Of course! That is always the way.
It is difficult being the mother
Of this stubborn sister and brother.
If one wants to go the other will stay.
I shall be telling this with a sigh
Somewhere ages and ages hence:
Two roads diverged in a wood, and I –
I'm somehow now the bad guy.
So we missed one walk, what’s the difference?
On my facebook and twitter statuses the other day I jokingly misquoted this as "Tell me, what is it you plan to do with your ONE WILD AND PRECIOUS HOUR TO YOURSELF?" Other moms understood.
But I do love the real Mary Oliver quote and isn't this photo by Ez of Creature Comforts, so pretty? She should sell prints. This would be nice in the kids' room.
Can you read the quote from Neruda's The Great Tablecloth carved into that lazy susan? The carpenter ant at the sticks and bricks shop in Northhampton, MA has been stamping poems into wooden furniture. She's done a trunk with a Maya Angelou poem, a drop-leaf table with one by Kahlil Giban and a Yeats wine rack.

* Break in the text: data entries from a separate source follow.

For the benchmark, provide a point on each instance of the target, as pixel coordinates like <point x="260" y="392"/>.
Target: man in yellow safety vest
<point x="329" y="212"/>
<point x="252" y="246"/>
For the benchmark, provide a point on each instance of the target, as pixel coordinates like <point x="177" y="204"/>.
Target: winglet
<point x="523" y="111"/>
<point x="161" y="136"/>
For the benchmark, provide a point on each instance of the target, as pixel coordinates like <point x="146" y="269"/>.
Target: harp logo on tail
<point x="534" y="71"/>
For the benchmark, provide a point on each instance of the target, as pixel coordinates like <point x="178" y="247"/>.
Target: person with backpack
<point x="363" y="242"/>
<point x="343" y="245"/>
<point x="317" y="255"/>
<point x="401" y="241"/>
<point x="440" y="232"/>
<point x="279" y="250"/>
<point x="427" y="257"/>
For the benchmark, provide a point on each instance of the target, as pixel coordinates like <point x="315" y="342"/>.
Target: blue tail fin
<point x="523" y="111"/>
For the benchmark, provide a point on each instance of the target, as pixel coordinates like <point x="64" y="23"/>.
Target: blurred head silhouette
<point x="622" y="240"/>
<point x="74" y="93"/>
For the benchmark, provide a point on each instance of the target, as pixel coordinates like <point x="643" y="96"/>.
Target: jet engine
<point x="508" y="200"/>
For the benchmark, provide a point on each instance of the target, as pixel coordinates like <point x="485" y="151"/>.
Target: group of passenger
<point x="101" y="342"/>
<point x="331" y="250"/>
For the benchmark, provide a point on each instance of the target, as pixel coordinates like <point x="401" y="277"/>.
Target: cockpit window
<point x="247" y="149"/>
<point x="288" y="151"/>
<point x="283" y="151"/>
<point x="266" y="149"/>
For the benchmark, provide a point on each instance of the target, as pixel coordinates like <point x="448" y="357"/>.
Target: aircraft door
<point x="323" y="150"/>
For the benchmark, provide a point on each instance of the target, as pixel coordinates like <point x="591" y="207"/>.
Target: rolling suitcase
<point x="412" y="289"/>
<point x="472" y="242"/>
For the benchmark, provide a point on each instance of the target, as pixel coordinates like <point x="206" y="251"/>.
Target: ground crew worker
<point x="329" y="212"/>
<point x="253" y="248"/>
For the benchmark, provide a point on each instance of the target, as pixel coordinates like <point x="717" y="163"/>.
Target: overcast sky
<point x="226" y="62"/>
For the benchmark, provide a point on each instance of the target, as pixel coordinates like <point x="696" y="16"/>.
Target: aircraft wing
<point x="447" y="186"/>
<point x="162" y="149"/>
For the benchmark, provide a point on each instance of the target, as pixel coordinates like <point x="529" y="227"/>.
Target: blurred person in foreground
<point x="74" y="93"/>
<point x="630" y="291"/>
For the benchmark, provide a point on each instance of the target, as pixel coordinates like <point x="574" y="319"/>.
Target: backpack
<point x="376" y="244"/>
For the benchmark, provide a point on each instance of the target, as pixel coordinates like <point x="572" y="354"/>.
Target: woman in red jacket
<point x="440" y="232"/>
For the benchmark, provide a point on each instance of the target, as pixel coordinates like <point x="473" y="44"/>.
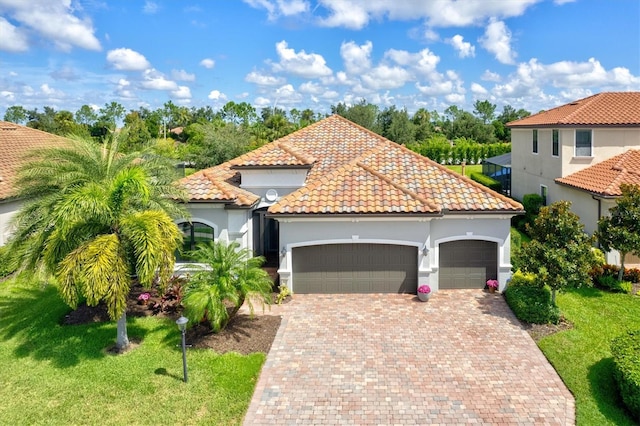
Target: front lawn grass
<point x="582" y="356"/>
<point x="55" y="374"/>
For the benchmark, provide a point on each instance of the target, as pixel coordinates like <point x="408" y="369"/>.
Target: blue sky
<point x="532" y="54"/>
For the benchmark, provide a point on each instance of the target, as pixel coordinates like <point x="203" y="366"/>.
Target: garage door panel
<point x="355" y="268"/>
<point x="467" y="263"/>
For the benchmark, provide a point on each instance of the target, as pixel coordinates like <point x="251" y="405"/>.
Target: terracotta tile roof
<point x="354" y="170"/>
<point x="15" y="144"/>
<point x="603" y="109"/>
<point x="218" y="184"/>
<point x="606" y="177"/>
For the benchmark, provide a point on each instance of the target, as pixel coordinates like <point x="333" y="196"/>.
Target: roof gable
<point x="15" y="144"/>
<point x="605" y="178"/>
<point x="603" y="109"/>
<point x="354" y="171"/>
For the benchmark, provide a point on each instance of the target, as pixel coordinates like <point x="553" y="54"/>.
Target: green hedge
<point x="626" y="369"/>
<point x="530" y="300"/>
<point x="486" y="181"/>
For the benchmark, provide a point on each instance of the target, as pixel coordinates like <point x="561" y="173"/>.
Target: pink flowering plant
<point x="424" y="289"/>
<point x="492" y="283"/>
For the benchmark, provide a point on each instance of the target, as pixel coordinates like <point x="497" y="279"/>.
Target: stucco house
<point x="15" y="144"/>
<point x="340" y="209"/>
<point x="580" y="152"/>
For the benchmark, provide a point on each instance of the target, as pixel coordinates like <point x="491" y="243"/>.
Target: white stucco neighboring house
<point x="579" y="152"/>
<point x="339" y="209"/>
<point x="15" y="144"/>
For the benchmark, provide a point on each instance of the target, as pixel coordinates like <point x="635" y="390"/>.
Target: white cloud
<point x="153" y="80"/>
<point x="311" y="88"/>
<point x="208" y="63"/>
<point x="216" y="95"/>
<point x="150" y="7"/>
<point x="263" y="79"/>
<point x="386" y="77"/>
<point x="261" y="102"/>
<point x="182" y="75"/>
<point x="464" y="49"/>
<point x="280" y="7"/>
<point x="301" y="64"/>
<point x="490" y="76"/>
<point x="183" y="92"/>
<point x="13" y="39"/>
<point x="356" y="14"/>
<point x="477" y="89"/>
<point x="53" y="20"/>
<point x="357" y="59"/>
<point x="127" y="60"/>
<point x="497" y="40"/>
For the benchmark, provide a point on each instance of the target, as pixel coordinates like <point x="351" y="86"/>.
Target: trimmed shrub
<point x="530" y="301"/>
<point x="486" y="181"/>
<point x="626" y="369"/>
<point x="5" y="266"/>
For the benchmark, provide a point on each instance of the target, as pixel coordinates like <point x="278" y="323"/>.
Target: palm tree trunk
<point x="122" y="340"/>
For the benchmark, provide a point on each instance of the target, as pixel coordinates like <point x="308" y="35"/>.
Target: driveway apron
<point x="384" y="359"/>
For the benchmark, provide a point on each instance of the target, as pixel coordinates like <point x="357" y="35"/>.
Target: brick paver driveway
<point x="460" y="358"/>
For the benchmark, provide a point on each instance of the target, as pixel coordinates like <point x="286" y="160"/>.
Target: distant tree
<point x="86" y="116"/>
<point x="229" y="276"/>
<point x="508" y="114"/>
<point x="44" y="121"/>
<point x="362" y="113"/>
<point x="16" y="114"/>
<point x="209" y="145"/>
<point x="621" y="229"/>
<point x="94" y="219"/>
<point x="559" y="251"/>
<point x="137" y="136"/>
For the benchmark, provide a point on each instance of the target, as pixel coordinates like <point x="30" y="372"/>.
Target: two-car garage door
<point x="388" y="268"/>
<point x="355" y="268"/>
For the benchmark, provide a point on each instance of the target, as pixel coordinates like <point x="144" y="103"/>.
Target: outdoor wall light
<point x="182" y="325"/>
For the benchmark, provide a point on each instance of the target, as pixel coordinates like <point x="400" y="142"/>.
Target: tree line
<point x="203" y="137"/>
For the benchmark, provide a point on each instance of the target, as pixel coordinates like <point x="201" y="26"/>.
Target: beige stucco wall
<point x="7" y="211"/>
<point x="529" y="171"/>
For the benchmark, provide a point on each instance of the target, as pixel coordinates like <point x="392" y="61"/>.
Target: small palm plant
<point x="225" y="278"/>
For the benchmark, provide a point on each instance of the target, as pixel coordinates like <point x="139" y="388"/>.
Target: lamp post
<point x="182" y="325"/>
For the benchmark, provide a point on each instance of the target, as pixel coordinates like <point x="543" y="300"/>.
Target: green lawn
<point x="468" y="169"/>
<point x="582" y="355"/>
<point x="54" y="374"/>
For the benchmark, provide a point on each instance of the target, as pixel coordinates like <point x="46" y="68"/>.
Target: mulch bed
<point x="244" y="334"/>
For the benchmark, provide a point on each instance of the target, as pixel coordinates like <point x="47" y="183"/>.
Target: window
<point x="194" y="233"/>
<point x="583" y="143"/>
<point x="555" y="142"/>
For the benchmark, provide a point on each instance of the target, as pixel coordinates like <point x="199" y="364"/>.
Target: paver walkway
<point x="460" y="358"/>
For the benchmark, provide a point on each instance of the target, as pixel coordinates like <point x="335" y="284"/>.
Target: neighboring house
<point x="15" y="144"/>
<point x="580" y="152"/>
<point x="340" y="209"/>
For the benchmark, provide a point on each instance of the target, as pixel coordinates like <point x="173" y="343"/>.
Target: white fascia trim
<point x="207" y="206"/>
<point x="353" y="219"/>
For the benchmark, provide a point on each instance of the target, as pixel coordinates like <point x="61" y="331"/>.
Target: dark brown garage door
<point x="355" y="268"/>
<point x="467" y="264"/>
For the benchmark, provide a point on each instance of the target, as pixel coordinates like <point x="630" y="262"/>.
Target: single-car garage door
<point x="355" y="268"/>
<point x="467" y="264"/>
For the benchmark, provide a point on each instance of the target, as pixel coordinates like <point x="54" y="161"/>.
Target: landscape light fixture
<point x="182" y="325"/>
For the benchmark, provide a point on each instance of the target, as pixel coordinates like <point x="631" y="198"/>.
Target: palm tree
<point x="96" y="220"/>
<point x="226" y="277"/>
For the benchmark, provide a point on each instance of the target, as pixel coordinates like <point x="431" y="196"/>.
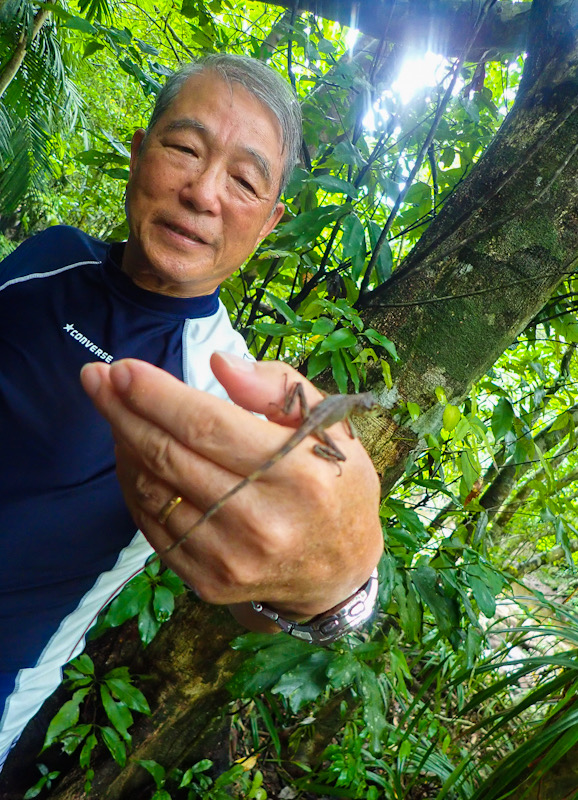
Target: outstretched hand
<point x="301" y="538"/>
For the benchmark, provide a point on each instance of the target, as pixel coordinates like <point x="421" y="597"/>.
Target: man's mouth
<point x="188" y="234"/>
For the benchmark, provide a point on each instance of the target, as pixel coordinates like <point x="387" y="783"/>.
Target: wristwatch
<point x="326" y="628"/>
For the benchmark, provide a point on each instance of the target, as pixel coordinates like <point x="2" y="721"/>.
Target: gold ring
<point x="168" y="508"/>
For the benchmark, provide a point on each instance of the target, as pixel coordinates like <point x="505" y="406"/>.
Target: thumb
<point x="262" y="386"/>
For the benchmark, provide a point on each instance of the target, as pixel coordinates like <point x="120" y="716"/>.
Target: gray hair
<point x="257" y="78"/>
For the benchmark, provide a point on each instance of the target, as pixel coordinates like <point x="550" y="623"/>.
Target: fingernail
<point x="90" y="379"/>
<point x="236" y="362"/>
<point x="120" y="376"/>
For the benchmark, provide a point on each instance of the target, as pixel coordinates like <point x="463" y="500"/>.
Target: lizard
<point x="332" y="409"/>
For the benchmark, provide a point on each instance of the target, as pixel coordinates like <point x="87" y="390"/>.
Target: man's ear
<point x="135" y="146"/>
<point x="276" y="215"/>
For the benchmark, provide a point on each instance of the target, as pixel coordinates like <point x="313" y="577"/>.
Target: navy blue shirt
<point x="64" y="301"/>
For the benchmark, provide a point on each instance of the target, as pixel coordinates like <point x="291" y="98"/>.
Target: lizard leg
<point x="328" y="450"/>
<point x="291" y="395"/>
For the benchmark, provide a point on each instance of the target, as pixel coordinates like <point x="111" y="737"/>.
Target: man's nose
<point x="203" y="189"/>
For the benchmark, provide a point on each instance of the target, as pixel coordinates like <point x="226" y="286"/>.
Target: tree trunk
<point x="484" y="268"/>
<point x="486" y="265"/>
<point x="184" y="674"/>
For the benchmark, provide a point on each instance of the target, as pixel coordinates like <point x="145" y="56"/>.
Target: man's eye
<point x="184" y="149"/>
<point x="246" y="185"/>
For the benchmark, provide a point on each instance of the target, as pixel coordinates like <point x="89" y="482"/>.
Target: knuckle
<point x="158" y="453"/>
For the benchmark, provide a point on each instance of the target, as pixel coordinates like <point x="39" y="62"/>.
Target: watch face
<point x="357" y="610"/>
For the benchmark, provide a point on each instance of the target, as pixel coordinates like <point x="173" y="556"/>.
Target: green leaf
<point x="80" y="24"/>
<point x="317" y="362"/>
<point x="266" y="667"/>
<point x="163" y="603"/>
<point x="134" y="597"/>
<point x="343" y="337"/>
<point x="410" y="614"/>
<point x="114" y="744"/>
<point x="373" y="705"/>
<point x="323" y="326"/>
<point x="148" y="625"/>
<point x="65" y="718"/>
<point x="84" y="664"/>
<point x="117" y="173"/>
<point x="444" y="609"/>
<point x="352" y="236"/>
<point x="282" y="307"/>
<point x="273" y="329"/>
<point x="502" y="418"/>
<point x="73" y="737"/>
<point x="384" y="261"/>
<point x="343" y="670"/>
<point x="91" y="48"/>
<point x="483" y="596"/>
<point x="305" y="682"/>
<point x="378" y="338"/>
<point x="335" y="185"/>
<point x="307" y="226"/>
<point x="146" y="48"/>
<point x="172" y="582"/>
<point x="347" y="153"/>
<point x="339" y="371"/>
<point x="414" y="410"/>
<point x="470" y="469"/>
<point x="85" y="753"/>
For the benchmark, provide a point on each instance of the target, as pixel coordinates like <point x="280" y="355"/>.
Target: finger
<point x="213" y="428"/>
<point x="144" y="404"/>
<point x="262" y="386"/>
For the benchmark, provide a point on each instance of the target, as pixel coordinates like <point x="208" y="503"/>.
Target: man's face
<point x="203" y="188"/>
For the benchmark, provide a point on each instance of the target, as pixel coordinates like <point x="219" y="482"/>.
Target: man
<point x="205" y="180"/>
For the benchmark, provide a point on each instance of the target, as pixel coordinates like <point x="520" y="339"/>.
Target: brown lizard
<point x="332" y="409"/>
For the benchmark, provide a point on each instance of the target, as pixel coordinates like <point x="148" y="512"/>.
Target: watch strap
<point x="328" y="627"/>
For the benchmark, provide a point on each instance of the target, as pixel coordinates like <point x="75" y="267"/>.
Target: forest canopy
<point x="427" y="253"/>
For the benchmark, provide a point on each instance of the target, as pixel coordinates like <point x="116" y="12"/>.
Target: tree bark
<point x="183" y="672"/>
<point x="484" y="268"/>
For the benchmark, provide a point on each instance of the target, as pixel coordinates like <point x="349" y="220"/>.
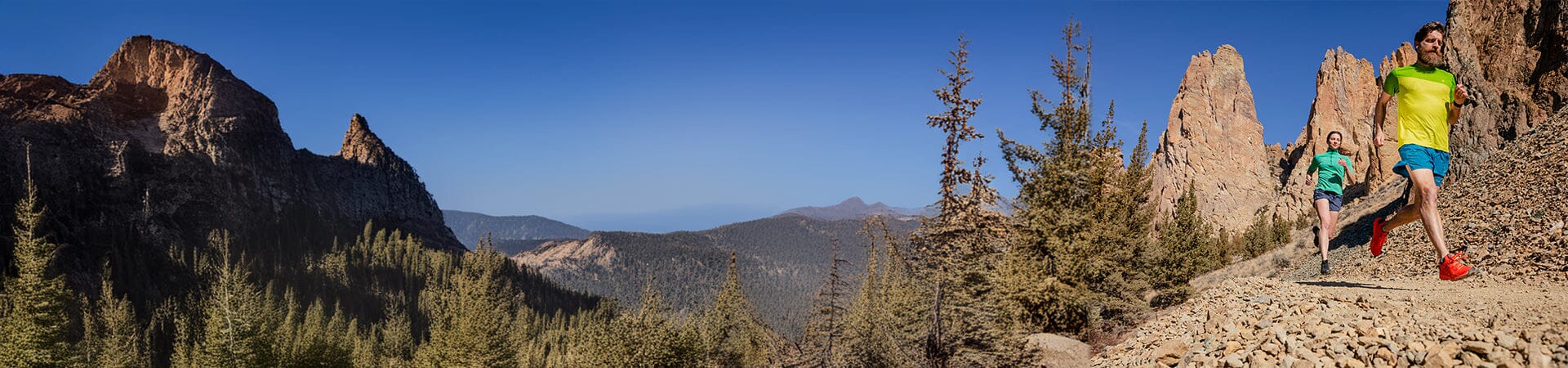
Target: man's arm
<point x="1377" y="117"/>
<point x="1457" y="105"/>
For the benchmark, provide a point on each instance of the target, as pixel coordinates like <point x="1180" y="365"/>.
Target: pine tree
<point x="114" y="339"/>
<point x="886" y="321"/>
<point x="33" y="327"/>
<point x="644" y="339"/>
<point x="470" y="315"/>
<point x="731" y="327"/>
<point x="825" y="326"/>
<point x="1189" y="241"/>
<point x="234" y="320"/>
<point x="964" y="241"/>
<point x="1082" y="218"/>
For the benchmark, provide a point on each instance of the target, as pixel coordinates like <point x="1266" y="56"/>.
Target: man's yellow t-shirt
<point x="1424" y="96"/>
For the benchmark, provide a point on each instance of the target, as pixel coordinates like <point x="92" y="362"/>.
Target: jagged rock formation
<point x="1510" y="57"/>
<point x="1509" y="214"/>
<point x="1214" y="142"/>
<point x="1346" y="96"/>
<point x="165" y="145"/>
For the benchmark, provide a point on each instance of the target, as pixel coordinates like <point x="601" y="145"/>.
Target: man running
<point x="1333" y="173"/>
<point x="1429" y="101"/>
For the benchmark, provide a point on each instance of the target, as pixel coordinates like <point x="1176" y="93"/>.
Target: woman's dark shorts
<point x="1334" y="200"/>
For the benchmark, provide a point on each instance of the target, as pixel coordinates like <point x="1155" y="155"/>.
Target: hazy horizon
<point x="632" y="110"/>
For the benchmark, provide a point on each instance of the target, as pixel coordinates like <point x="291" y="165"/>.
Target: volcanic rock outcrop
<point x="1346" y="96"/>
<point x="1512" y="59"/>
<point x="163" y="145"/>
<point x="1214" y="142"/>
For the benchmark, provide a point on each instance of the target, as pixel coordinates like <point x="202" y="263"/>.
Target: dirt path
<point x="1349" y="323"/>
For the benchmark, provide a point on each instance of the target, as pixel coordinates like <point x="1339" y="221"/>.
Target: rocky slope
<point x="1271" y="323"/>
<point x="1510" y="56"/>
<point x="1503" y="204"/>
<point x="783" y="262"/>
<point x="470" y="227"/>
<point x="163" y="145"/>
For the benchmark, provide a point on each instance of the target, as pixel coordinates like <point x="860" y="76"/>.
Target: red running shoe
<point x="1379" y="236"/>
<point x="1450" y="269"/>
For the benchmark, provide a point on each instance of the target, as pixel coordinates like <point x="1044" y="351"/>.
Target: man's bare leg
<point x="1423" y="204"/>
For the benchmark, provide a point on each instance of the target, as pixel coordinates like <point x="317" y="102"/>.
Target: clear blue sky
<point x="684" y="115"/>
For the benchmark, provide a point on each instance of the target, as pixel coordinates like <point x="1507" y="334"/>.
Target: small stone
<point x="1271" y="348"/>
<point x="1509" y="342"/>
<point x="1365" y="327"/>
<point x="1470" y="359"/>
<point x="1385" y="354"/>
<point x="1477" y="347"/>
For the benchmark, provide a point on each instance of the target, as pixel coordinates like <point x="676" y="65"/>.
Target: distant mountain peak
<point x="363" y="145"/>
<point x="853" y="202"/>
<point x="852" y="208"/>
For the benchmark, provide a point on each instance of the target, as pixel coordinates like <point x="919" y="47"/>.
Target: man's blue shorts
<point x="1416" y="158"/>
<point x="1334" y="200"/>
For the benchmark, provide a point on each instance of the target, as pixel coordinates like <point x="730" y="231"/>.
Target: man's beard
<point x="1431" y="59"/>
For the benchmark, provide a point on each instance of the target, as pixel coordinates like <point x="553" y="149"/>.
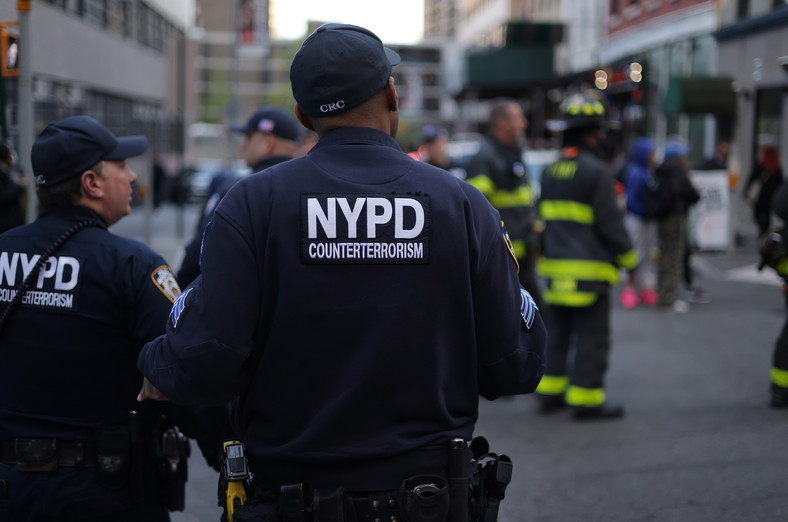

Something like this would make a lovely custom gift for someone. Incidentally, learning to refinish and rebuild wooden furniture like the sticks and bricks stuff is something I want to do before I die.
Sylvie enjoys How to Eat a Poem, one of the poetry books the kids got for Christmas. There are many terrific poems in this one, including a passage from the Inuit poem "Magic Words." This is my favourite bit:
That was the time when words were like magic.
The human mind had mysterious powers.
A word spoken by chance
Might have strange consequences.
It would suddenly come alive
And what people wanted to happen could happen
All you had to do was say it.
Doesn't this section of Auden's "As I Walked Out One Evening" sound like something out of a children's book?
'I'll love you, dear, I'll love you
Till China and Africa meet,
And the river jumps over the mountain
And the salmon sings in the street,
'I'll love you till the ocean
Is folded and hung up to dry
And the seven stars go squawking
Like geese about the sky.
And as for the bit about loving your crooked neighbour with your crooked heart, well, I've just decided this is my new favourite poem. If you've read a good biography of Auden, will you email me or leave a comment about it?
Why Onions Give Us Their Tears
Because they are secretly afraid of the dark.
Because they are homely and humble and cannot bear the sadness.
Because they've held all of the hopes of the lily yet will never pose wanly in a vase
but be tamed in a kettle instead.
Because the garden was a long lush dream above them.
Because once for a moment they felt the sun on their maiden heads
and they knew then what the others knew
cabbage and chard and sugar snap
that it was the hot kiss of the galaxy
and they had misspent their entire lives.
Because they would drown in the waters of their own weeping.